Adalet Ağaoğlu – Bir Düğün Gecesi

Hasan

New member
ADALET AĞAOĞLU – BİR DÜĞÜN GECESİ
Adalet Ağaoğlu’ndan nefis bir roman: Bir Düğün Gecesi.

Okuduğum birçok kitap gibi bu kitabın da ilk bölümleri oldukça sıkıcıydı. Ta ki Tezel ile karşılaşana dek. O anlattıkça, o anlatıldıkça kitap su gibi aktı gitti. Dar Zamanlar serisinin ikinci kitabıymış meğer. Ölmeye Yatmak ve Hayır isimli kitapları da serinin diğer kitapları. Şu an başka bir kitaba geçtim ama bulduğum ilk fırsatta diğer iki kitabı da mutlaka okuyacağım.

Not defterime birkaç satır eklemişim kitaptan. İlk başlarda her şeyi kopyalıyordum, sonra kayboldum satırlarda, ne aklıma not almak geldi ne de tutulduğum cümleleri ezberlemek.

“Hâlâ çok yakışıklı olduğunu biliyor musun?”

İçten mi? Dalga mı geçiyor? İçten olmasını diliyorum.
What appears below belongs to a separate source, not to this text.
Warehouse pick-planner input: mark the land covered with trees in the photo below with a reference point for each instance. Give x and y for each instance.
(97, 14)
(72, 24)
Hoş bir duygu bu, neden saklamak: Bana kız öğrencilerimin sık sık duydukları hayranlığı bile anımsatıyor şimdi. Hoş, çok hoş bir duygu. Olgun, dengeli bilim adamlığından sıyrılıvermek gibi, insanlar içinde herhangi bir insan oluvermek gibi… Herhangi biri olmak hiç acı vermiyor sanki bana. Ansızın. Bir an için de olsa…”
(Sayfa 46-47)

“Bu öğle sonu hâlâ beklediğim bir şeyler olduğunu korkuyla algıladım. Saat dört sularında. Sami gelmemişti. O ağır, yüklü bulutlar bir türlü boşanıp inmemişti. Beklediğim büyük yağmur yağmamıştı. Bir rüzgâr patlamamıştı. Hava ne kararmış, ne aydınlanmıştı. Yokuş aşağı iniyordum. Cihangir’e doğru iniyordum. Deniz bir türlü karşıma çıkmıyordu. Deniz benim oturduğum sokakta bir türlü çıkmaz insanın karşısına. O eski külüstür apartmanın sürekli tavada balık kokan merdivenlerini onca tırmanırsın, tâ tepeye, benim kötü bir gaz sobasıyla ısınıyormuş gibi olduğum iki odalı döküntüye girersin, dosdoğru cama yürürsün de, deniz yine göstermez yüzünü. Pencerenin önü yeni, büyük yapılarla örtülmüştür. Örtülmese ben burda oturamazdım. Yarın burası da yıkılacak. Burası da
ardındaki başka yapıları örtecek. Şimdi içlerinde bir Tezel’in ya da Tezel gibilerinin oturdukları yapıları. Deniz bizden hep kaçırılacak ve yağmur hep, yağmuru hiç seçemediğimiz yerlere yağacak.”
(Sayfa 49)

“Ama şuramda bir bulantı. Gitmiyor, geçmiyor. İnsanlar arasında durmadan mikrop gibi yayılan bir hastalığın bulantısı bu. Kuşku ve güvensizlik. Bunları böyle böyle düşünmek zorunda kalışım… Yoklaya yoklaya yaklaşmak herkese. Şu anlamda ya da bu anlamda…”
(Sayfa 55)

“Bitti. Geçiştirdi yüreğine damlayan yağmuru. Şimdi kupkuru bir gökyüzü. Kupkuru bir yürek.”
(Sayfa 66)

“Gorki ‘Bir daha hiç’ sözünden iğrenirmiş. Ben ‘Hiçbir şey’ sözünü ağzıma almazdım. Hangi gün, o günün hangi saatinde sözlüğüme girmiş?”
(Sayfa 66)

“Sevgimizin kılıfı içine ya çok dar geliyorum, ya çok bol duygusu taşıyorum. “
(S.107)

“Yere, erimiş sulu karın oluşturduğu renkli, ışıltılı küçük bir gölcüğe bakıyordum. İki yanağımdan öpüldüğümü duydum. Bıyıklarımın iki yanma birer çiçek asılmış da, onları düşürmek istemezmişim gibi kıpırtısız kalakaldım.”